Pub Date : 2025-12-18eCollection Date: 2026-01-01DOI: 10.1093/ve/veaf105
Zequn Wang, Jianxing Wang, Yao Wang, Yan Li, Zhen Dong, Jing Ji, Na Liu, Xiaowen Chong, Na Yin, Ye Zhou, Yu Qiu, Chang Liu, Zhongru Zhao, Xiaoying Xu, Hao Liang, Zengqiang Kou, Hongling Wen
The pathogens of hand, foot, and mouth disease (HFMD) are changing, with CV-A6 becoming the predominant one and evolving rapidly. We collected data on monthly HFMD infections per county and related demographic variables in Shandong Province, China, during 2023. Viruses were isolated and sequenced for further bioinformatics analysis.
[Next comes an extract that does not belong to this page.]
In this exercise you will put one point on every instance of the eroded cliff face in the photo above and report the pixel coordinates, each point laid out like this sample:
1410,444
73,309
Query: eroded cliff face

An epidemiological follow-up study in Jinan city was conducted to explore the relationship between onychomadesis and CV-A6. The risk factors of atypical skin lesions were analysed using binary logistic regression models. Totally, 47 396 cases were clinically diagnosed as HFMD, among which 9543 samples were collected and 7133 (74.75%) were laboratory-confirmed Enterovirus (EV)-positive cases. CV-A6 became the predominant pathogen (5993, 84.02%). Forty-six representative CV-A6 strains were successfully isolated; by successfully constructing a novel amplicon-based next-generation sequencing method, the full genomes of the 46 strains were sequenced. All strains belonged to the D3c subgenotype. A new recombination lineage emerged with three specific amino acid mutations in the P3 region. Fourteen amino acid sites in the P3 coding region and three in the VP1 coding region were identified as highly variable amino acid sites. On the whole, viral evolution was predominantly driven by negative selection. Three amino acid sites in the VP1 coding region and one in the P3 coding region were under positive selection, among which P3-551 was both a highly variable amino acid site and underwent positive selection pressure. CV-A6 strains in Shandong, 2023, may have originated from Southwest China lineages, which emerged from Vietnam. CV-A6 was the primary pathogen of onychomadesis and atypical skin lesions. The increase in age, male individuals, living in suburban areas, with fever and respiratory symptoms were significant risk factors for atypical skin lesions. In 2023, CV-A6 was the predominant pathogen of HFMD in Shandong and underwent rapid evolution with frequent recombination and mutations. Therefore, surveillance for disease prevention and control should be strengthened.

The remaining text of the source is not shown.